EAT NUTS

For many reasons, nuts should be a part of every person’s lifestyle change in a big way. Eating a handful of nuts on a regular basis ensures a healthy dose of Antioxidants, Omega-3 fatty acids, Fiber, protein, Magnesium, Vitamin E, Vitamin B1, Vitamin B2, Niacin, and other nutrients found in nuts. Nuts also have in them the “good” fats like, Monounsaturated and Polyunsaturated fats which increase Good cholesterol (HDL) and decrease bad cholesterol (LDL).

Here are the top seven nuts you should eat. As follows:

  1. Walnuts
  2. Almonds
  3. Hazelnuts
  4. Cashews
  5. Pecans
  6. Pine nuts
  7. Macadamia nuts

The bottom line is a Lifestyle Change including some of these nuts can help prevent or reduce in the body, HEART DISEASE, DIABETES, IMPROVES COGNITIVE FUNCTIONS, IT’S GOOD FOR YOUR SKIN, REDUCES INFLAMMATION, etc.

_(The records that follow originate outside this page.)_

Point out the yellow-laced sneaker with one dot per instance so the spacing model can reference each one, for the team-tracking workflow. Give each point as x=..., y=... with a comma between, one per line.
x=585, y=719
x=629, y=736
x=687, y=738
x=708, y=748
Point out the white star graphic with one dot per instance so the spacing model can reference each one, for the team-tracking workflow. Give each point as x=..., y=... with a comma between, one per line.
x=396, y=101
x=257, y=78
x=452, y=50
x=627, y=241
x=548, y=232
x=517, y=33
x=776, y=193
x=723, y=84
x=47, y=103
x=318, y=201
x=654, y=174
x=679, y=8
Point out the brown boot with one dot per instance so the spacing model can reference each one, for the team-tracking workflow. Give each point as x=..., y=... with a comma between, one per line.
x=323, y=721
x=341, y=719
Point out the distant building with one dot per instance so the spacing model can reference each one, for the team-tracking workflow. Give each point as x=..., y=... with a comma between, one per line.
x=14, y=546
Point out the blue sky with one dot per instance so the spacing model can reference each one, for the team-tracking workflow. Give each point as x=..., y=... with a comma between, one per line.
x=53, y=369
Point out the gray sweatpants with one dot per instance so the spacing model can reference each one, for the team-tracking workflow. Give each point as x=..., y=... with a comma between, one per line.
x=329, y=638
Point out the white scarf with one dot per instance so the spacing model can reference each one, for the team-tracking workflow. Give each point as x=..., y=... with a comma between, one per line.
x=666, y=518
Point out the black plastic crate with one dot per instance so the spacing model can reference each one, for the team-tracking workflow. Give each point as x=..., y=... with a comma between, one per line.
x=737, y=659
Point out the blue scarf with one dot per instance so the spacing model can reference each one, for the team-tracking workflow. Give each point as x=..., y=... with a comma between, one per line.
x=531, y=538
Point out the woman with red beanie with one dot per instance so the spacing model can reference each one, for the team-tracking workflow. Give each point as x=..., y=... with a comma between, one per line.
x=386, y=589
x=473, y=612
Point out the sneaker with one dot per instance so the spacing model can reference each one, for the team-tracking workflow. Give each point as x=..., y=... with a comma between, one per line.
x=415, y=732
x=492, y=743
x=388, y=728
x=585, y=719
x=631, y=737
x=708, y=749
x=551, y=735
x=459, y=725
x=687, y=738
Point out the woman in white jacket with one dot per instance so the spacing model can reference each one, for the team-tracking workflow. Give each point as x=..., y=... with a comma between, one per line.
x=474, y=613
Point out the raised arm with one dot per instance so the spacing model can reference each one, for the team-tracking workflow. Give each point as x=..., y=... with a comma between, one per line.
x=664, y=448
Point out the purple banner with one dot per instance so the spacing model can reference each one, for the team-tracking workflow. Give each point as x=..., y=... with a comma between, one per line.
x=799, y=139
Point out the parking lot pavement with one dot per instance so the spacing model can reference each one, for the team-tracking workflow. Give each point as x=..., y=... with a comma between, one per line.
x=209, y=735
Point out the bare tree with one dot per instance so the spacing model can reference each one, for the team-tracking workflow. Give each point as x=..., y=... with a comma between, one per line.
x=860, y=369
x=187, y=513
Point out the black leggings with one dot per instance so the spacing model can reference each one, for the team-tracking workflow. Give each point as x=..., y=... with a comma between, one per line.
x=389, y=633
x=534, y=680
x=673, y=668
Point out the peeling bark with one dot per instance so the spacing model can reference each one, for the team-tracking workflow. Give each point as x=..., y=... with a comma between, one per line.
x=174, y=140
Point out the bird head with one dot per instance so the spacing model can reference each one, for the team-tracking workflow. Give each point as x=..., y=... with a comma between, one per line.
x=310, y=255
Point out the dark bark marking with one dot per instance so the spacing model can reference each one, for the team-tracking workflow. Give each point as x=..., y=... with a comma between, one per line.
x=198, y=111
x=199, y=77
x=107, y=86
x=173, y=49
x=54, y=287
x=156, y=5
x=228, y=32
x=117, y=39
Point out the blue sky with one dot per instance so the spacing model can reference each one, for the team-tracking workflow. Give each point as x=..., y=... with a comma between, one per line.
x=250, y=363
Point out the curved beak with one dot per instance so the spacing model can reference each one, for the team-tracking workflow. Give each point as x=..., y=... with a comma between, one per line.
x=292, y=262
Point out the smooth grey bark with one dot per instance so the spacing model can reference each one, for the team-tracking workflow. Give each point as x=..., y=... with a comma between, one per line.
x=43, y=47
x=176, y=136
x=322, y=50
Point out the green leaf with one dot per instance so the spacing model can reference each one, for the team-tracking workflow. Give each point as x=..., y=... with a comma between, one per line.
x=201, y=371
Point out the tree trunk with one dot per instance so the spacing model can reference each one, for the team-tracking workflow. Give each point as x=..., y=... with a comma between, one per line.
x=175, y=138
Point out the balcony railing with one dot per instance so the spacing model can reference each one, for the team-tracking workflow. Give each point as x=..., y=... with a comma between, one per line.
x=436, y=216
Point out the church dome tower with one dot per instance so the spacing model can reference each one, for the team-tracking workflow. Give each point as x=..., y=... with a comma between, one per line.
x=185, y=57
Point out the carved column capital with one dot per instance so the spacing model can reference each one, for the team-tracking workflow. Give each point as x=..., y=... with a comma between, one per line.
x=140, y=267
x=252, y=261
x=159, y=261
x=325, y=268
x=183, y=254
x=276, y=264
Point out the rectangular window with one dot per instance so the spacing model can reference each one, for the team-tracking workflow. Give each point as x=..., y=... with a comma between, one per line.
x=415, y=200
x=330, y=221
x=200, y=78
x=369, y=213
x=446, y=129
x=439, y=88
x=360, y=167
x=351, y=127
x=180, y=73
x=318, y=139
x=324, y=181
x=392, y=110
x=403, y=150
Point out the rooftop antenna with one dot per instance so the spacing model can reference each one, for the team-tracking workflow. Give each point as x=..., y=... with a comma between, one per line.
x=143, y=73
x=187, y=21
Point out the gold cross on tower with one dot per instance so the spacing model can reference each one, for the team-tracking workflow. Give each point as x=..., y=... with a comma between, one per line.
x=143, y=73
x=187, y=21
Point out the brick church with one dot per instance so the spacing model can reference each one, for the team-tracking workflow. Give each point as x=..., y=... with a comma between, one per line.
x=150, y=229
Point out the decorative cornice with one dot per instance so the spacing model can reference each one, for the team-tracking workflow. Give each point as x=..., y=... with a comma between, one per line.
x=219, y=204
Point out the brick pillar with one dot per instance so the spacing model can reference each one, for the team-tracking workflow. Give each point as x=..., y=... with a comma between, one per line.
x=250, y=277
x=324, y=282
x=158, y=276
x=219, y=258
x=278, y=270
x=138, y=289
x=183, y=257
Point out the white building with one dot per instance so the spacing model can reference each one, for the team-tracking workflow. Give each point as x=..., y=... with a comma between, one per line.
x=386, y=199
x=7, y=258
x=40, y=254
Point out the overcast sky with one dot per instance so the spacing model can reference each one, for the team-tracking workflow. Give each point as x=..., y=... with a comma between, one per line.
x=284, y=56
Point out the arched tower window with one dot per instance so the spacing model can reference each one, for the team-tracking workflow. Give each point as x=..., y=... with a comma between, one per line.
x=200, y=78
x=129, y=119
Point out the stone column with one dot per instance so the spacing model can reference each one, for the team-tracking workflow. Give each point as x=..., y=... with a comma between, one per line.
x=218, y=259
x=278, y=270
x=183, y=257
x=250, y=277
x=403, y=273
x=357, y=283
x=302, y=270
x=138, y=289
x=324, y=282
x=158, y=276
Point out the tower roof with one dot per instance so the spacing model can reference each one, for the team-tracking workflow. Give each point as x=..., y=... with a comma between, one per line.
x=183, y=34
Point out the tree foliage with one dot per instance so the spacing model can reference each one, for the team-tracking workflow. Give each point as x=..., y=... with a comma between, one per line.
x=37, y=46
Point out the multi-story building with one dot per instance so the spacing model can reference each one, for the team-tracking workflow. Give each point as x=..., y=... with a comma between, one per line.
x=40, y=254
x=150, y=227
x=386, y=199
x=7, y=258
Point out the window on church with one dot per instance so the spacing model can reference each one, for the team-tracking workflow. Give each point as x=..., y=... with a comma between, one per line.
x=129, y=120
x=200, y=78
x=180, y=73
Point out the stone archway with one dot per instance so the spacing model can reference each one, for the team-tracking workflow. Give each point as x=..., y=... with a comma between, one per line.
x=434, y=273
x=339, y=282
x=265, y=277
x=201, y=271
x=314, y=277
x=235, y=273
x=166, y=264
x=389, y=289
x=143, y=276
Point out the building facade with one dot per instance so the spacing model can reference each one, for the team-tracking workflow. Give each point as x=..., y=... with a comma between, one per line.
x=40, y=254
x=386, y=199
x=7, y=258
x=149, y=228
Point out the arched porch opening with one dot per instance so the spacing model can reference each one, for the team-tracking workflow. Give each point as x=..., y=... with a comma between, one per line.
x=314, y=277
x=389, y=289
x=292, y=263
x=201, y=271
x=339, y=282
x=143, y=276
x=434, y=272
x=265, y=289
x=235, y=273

I highly recommend them, so eat up!

THE POWER BREAKFAST

BREAKFAST

Most people don’t have the time to eat breakfast much less a healthy one. That’s what I’ve been eating all my life. There are all the excuses in the world, the main one is “oh, I will be late for work.” Well, I say yeah, you will be late for work allright, someday you won’t be able to get up!

THE POWER LUNCH

LUNCH

I got a hold of some tuna called Asian tuna. It has some kick to it. They put some kind of spice in there, probably wanting to kick our asses, but is no doubt healthy for you. It also contains other ingredients, TUNA FISH being the main ingredient and one of my other POWER FOODS, because of its key nutrients, potassium and a high presence of Omega-3 fatty acids, rich in protein, Manganese, Zinc, Selenium, and the antioxidant Vitamin C. So, here you go, ladies and gentlemen my #1- POWER LUNCH.

ASIAN TUNA EXPLOSION

  1. Asian Tuna-5 oz. Heated in the microwave 25 seconds
  2. Bread – Some smart choices are rye, or whole wheat or flatbread is best. Toast in small toaster oven for like two or three minutes or a little longer if you prefer.
  3. EAT – With a Kale-based salad with spinach and some blueberries. Enjoy this POWER LUNCH with a POWER DRINK like a glass of WATER, ICED TEA or even MILK. Right there, alone, you have hydrated and powered up your body to conquer the rest of your day. This lunch includes 4 or 5 Super Power foods depending what you have in your Kale-based salad. Your choices are always open to you. I suggest adding PINEAPPLE CHUNKS if you want to even make it SUPER POWERFUL! So nutritious and delicious, so enjoy!

THE POWER DINNER

DINNER

In the process of building my body and putting together the knowledge of the TOP 10 POWER FOODS IN THE WORLD. together with my knowledge of food preparation, I have learned from my mother and father and watching and learning from the top chefs of the world. So, I made up this POWER DINNER, and in making this dinner takes some time to prepare. You really want to put your heart and soul into this as I did, in order to share this with you in the world. Ladies and gentlemen, I give you my #1-POWER DINNER. And I will call this

CAJUN CHICKEN POWER DINNER SALAD

  1. Package of solid chicken breast

Season pot with: garlic powder, ground black pepper and lightly
seasoned organic cayenne spice.

Season top and bottom with Cajun seasoning spices a little black pepper
and garlic powder.

Cook thoroughly on high heat until both sides are totally brown.

POWER SALAD

SALAD

Take approx.:
15 oz. of Kale, 24oz of Spinach
1 whole chopped onion
4 pinches of garlic salt
1 oz. of black pepper
16 oz. of blueberries or strawberries or a combination of the two.
with: a roasted Italian garlic dressing MIX IN LARGE BOWL

Is this a POWER DINNER or what? Containing four or five of the power foods in one meal. I made this for myself and the salad I had three servings.

Ladies and Gentlemen, you can make this as small or as big as you like: Remember your feeding that hungry family of yours, so try to portion it out. THINK and you can do it in your head. Make this SUPER POWER DINNER part of your life plan so eat and enjoy. I have.